Through a series of emails, it is agreed that Ted will be placed in the same dorm as Erica, making it as easy as possible to spy on her. On his first day, he briefly encounters Erica leaving the bathroom. Slowly, they get to know each other as they deal with their problems. Ted connects with Erica in many ways, including when she woke up in Ted's roommate's bed having a hangover. Ted attends local AA meetings, and Erika talks with her therapist over Yahoo Chess.

As the book progresses, Erica and Ted confess their feelings for one another, and they spend the night in Ted's dorm room. Ted realizes he does not want to spy on Erica any longer, and so he calls Michael and quits. Following this, he takes some of his roommate's alcohol, drinking until Erica wakes up and he tells her. Erica gets angry and leaves for the city, contacting Doctor Rudas and asking to go into rehab to deal with her problem of bulimia. Back at college, Ted realizes his mistake.

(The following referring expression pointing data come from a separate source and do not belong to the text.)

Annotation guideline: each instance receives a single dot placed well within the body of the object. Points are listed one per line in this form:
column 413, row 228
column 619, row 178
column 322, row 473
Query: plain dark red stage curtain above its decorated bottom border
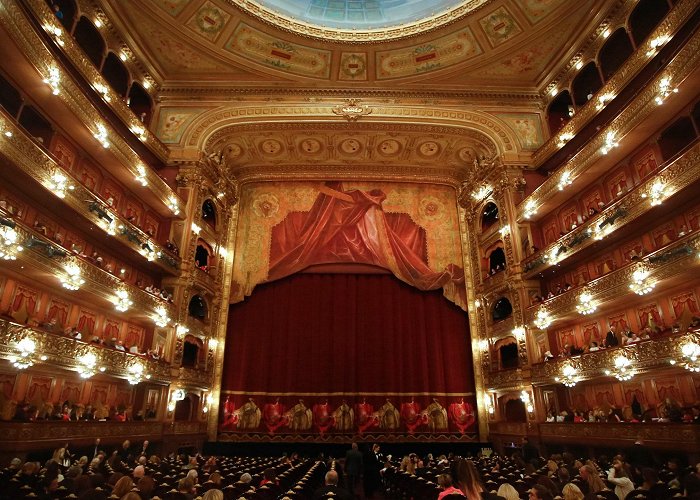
column 347, row 333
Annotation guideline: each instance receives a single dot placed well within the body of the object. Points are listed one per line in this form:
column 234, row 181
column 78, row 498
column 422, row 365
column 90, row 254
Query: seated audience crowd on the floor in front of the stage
column 135, row 473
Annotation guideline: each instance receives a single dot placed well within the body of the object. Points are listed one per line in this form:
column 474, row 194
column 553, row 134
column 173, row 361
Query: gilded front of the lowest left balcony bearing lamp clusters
column 61, row 352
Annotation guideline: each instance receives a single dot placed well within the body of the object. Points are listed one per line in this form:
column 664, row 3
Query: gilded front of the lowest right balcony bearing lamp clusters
column 645, row 357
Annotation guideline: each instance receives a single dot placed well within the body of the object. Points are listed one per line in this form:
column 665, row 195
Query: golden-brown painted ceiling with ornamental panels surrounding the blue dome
column 501, row 44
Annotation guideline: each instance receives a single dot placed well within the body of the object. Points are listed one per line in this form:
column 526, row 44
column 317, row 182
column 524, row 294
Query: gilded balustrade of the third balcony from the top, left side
column 31, row 158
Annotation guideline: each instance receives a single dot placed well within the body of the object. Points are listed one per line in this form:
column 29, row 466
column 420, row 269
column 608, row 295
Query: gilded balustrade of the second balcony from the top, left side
column 28, row 41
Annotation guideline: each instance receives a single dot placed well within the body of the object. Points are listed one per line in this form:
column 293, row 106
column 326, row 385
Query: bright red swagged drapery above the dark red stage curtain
column 352, row 227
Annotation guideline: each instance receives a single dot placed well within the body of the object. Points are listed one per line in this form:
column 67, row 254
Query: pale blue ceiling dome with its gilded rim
column 355, row 20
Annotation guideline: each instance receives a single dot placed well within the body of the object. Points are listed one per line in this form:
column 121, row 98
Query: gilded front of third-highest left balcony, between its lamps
column 25, row 154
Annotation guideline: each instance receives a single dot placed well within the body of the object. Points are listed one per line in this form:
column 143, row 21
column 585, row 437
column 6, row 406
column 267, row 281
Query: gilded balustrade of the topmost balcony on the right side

This mistake angers Michael, and in the car, driving with him, he pulls a gun on Ted. With no other choice and options, Ted crashes the car into a tree and the story ends concludes at this point. The severity of the control of Michael and Erica's father is shown completely in this scene.

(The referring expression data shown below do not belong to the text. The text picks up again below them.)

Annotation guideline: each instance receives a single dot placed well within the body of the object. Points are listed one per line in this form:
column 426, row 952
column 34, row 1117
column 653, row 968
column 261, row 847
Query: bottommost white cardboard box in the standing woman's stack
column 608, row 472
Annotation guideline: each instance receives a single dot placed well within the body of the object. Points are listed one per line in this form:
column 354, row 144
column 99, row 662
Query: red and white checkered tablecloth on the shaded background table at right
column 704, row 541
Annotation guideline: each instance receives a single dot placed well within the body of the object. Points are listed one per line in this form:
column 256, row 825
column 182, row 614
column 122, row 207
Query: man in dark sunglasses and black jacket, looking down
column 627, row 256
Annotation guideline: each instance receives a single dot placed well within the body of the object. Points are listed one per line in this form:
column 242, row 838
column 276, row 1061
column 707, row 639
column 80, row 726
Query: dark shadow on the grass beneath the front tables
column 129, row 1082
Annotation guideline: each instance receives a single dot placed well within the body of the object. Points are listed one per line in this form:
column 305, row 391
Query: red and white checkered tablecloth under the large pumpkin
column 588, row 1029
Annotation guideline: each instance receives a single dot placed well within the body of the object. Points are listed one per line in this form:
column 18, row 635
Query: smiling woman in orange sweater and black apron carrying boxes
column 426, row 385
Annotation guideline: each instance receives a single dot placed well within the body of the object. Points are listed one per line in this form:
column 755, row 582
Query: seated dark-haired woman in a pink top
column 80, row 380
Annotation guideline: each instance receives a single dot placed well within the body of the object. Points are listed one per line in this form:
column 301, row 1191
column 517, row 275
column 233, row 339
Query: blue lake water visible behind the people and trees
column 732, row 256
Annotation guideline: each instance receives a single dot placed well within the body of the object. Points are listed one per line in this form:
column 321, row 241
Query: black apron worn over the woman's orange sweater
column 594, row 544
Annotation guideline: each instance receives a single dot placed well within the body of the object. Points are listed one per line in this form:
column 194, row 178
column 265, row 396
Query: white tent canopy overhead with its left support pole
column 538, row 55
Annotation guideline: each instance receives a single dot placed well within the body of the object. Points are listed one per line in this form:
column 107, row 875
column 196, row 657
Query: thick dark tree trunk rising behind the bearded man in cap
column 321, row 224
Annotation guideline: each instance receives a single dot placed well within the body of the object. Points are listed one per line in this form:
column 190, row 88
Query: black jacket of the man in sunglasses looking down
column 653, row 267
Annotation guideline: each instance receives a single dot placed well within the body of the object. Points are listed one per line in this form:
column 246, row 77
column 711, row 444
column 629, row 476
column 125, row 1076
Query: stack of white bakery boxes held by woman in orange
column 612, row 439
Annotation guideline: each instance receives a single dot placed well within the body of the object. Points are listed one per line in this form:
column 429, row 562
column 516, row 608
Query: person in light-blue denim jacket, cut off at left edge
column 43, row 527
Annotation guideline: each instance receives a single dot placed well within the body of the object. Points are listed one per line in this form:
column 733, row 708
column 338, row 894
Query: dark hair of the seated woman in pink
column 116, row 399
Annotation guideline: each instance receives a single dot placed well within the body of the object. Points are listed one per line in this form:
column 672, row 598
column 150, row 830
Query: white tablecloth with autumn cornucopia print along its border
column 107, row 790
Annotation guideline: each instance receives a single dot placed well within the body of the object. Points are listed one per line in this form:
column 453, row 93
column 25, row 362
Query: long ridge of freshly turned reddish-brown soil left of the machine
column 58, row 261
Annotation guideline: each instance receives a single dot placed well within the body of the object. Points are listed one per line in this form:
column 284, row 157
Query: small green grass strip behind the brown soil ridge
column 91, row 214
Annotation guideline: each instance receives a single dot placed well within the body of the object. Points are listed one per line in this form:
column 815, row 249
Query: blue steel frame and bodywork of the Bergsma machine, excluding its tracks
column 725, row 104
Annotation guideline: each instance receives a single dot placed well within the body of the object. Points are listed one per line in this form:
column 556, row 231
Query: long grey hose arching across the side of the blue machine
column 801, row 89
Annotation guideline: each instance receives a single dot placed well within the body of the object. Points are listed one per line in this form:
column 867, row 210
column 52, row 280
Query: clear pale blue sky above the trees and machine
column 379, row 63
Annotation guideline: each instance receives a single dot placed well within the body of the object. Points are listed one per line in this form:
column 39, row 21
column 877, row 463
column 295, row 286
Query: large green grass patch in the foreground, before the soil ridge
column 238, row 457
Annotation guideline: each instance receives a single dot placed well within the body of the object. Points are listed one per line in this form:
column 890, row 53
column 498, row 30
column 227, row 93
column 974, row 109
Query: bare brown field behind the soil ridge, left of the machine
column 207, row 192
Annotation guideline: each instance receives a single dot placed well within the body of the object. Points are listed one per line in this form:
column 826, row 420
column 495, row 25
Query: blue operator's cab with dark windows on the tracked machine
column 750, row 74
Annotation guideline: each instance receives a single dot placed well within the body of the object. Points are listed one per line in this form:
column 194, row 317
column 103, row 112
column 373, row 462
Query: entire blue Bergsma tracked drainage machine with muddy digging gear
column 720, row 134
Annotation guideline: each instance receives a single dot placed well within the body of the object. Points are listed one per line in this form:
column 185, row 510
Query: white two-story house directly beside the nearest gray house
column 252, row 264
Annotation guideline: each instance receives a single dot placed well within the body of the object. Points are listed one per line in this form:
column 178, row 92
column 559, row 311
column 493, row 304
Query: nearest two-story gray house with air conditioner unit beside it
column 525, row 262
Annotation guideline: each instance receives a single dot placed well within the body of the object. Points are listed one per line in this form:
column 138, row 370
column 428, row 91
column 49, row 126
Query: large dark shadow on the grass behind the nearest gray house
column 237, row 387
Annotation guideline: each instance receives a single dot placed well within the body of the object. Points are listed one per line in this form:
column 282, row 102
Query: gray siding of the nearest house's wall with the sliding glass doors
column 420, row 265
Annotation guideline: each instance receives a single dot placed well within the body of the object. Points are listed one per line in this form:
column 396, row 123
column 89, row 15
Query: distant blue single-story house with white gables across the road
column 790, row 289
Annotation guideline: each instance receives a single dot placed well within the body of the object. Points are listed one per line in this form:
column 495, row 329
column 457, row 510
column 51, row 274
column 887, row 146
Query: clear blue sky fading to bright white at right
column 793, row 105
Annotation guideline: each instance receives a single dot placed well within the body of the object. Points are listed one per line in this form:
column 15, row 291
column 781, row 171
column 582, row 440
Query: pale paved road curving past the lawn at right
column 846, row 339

This novel contains romance, alcohol and bulimia struggles, with a very college-like scene. Though the dramatic influences and struggles and scenes, it is at a typical late middle schooler's reading level though recommended for high school students so that they may wholly understand it. The novel is also a great example of these illnesses, and can be read at basically any level above late middle school for more examples of the illnesses or just for a nice book written the flowing words of the author.

==Characters==
- Ted York, the protagonist of ‘’Love Sick,’’ is a former alcoholic and star basketball player. At the end of his senior year, he gets in a drunk driving collision and busts his knee, making him unable to play basketball. He is described as “Dennis Quaid gorgeous,” and has “nervous, Granny Smith eyes.”
- Erica Prakers, the daughter of a rich banker, is bulimic, and has curly black hair. A college girl with money and people watching her everywhere she goes. Before the book begins, on July Fourth, she collapses due to lack of electrolytes. After this, her father makes her go to therapists sessions to help her problem.
- Michael Eslem, the employer of the protagonist, is described as a “wiry, olive skinned man with a jagged widow’s peak.” His parents were both killed when he was three because of a car bomb in Istanbul, so he was raised by “Brit classics scholar.” He is also a former spy.
- Doctor Rudas is Erica's therapist, and is a middle aged man with “swollen ankles.” Throughout the novel, Doctor Rudas talks with Erica about her problems with bulimia and her life at college in a private, online “YAHOO CHESS table.” They use the chess table as it is completely private from her father and he is unable to access the chats.
- Charles Prakers, Erica's father, a rich banker who hires the protagonist to spy on his daughter at their college. He is described by Erica as having a “spherical gut,” which she refers to as “Brother-to-Be.” The analysts at his company call him “Prakes,” his old nickname from college. He has brown eyes.
- James, the roommate of the protagonist at their fictional college, is described as “short” and a party boy. In their dorm room, he has several shelves of alcohol.

==Reception==
The School Library Journal said Love Sick is a "fast-paced narrative." Also, they add, “Love Sick will keep readers rooting for these teens.”

Booklist praised the author's characterization. “Coburn manages to imbue Ted and his spoiled-rich-kid characters with a surprising humanity. The dialogue is gritty and realistic, and Coburn’s writing skill is evident in his almost sensual descriptions of Erica’s binging rituals.” Additionally, the reviewer added, Michael's “breezy, cheesy, e-mails provide comic relief.”

==Bibliography==
Coburn, Jake. (2005). Love Sick. New York: Dutton Juvenile.